Anirvan Chatterjee Bookfinder weblog recently wrote me a private email explaining why ISBN-based book searches have their limits at online booksellers:

Isbn.nu and many other similar sites take an ISBN (i.e. an SKU), and report back on the lowest price for books with that ISBN at various locations online. But books are complex, and have attributes very different from other products one might choose to buy online via the SKU.

For one thing, books are often available under different ISBNs; the same book can often be available under three or four ISBNs in the US (hardcover, softcover, mass market paperback, movie tie-in edition, school edition, etc.), and dozens more around the world. On top of that, a large proportion of the used books for sale online aren’t tagged with ISBN metadata by the sellers, making them unusable by most systems, which can’t handle non-ISBN book data. This means that typical ISBN-based book shopbot tools are searching a relatively limited universe of items.

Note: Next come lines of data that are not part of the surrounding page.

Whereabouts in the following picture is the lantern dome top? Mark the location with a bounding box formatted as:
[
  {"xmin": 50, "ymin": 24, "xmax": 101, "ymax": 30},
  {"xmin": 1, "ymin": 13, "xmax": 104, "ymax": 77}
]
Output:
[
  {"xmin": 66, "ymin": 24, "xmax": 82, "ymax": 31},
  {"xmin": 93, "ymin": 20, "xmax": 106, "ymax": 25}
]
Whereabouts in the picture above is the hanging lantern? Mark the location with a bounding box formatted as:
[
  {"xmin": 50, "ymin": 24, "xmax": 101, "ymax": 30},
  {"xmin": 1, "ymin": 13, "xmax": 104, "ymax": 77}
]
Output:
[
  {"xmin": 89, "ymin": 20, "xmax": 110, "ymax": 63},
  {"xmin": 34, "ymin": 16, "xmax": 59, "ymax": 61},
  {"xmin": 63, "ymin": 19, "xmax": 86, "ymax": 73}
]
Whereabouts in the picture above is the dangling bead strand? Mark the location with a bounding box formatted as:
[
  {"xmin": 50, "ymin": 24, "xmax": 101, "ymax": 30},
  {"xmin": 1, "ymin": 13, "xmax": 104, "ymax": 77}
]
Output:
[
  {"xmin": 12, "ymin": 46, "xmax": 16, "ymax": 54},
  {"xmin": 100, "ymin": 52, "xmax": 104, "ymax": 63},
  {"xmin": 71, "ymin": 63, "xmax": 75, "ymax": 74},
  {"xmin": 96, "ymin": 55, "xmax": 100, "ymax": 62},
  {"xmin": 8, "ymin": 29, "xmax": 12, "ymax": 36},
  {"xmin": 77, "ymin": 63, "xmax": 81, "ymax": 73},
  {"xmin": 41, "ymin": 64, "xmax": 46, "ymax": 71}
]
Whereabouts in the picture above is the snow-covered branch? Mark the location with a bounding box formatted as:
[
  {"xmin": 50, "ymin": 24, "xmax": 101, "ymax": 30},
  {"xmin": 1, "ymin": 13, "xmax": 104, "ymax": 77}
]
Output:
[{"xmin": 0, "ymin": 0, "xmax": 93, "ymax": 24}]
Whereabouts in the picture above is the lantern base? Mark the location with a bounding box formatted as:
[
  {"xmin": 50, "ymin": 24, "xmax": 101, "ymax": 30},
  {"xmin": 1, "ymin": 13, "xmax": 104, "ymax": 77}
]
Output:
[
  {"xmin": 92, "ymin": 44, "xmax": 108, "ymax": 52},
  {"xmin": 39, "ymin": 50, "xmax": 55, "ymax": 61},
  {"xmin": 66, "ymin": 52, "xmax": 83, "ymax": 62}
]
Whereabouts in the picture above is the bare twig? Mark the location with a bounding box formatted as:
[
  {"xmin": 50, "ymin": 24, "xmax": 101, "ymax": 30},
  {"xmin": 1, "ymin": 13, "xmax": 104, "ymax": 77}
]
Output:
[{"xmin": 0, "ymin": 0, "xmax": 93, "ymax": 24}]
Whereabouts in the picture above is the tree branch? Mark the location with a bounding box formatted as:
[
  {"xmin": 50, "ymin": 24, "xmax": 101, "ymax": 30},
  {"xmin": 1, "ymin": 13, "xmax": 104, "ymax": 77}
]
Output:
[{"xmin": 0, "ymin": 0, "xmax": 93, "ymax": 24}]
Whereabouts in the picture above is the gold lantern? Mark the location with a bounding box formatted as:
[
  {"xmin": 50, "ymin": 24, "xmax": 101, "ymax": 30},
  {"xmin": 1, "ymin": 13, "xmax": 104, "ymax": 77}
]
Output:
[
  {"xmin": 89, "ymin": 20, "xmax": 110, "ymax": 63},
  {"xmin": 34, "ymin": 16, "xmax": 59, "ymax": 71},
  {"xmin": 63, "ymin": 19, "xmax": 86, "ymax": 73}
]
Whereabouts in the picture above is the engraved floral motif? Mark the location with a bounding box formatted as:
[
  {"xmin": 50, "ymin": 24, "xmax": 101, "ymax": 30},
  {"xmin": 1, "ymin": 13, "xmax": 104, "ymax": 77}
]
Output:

Later he mentions a little known fact about ISBNs:

Things are further complicated by the fact that you can retroactively apply for an ISBN, so you can have a non-ISBN-marked
book (or ebook) suddenly acquire an ISBN after you buy it.

Also: the new expanded ISBN was implemented to keep track of J.C. Oates rapid publication schedule (just kidding!). I had lunch with J.C. Oates once btw.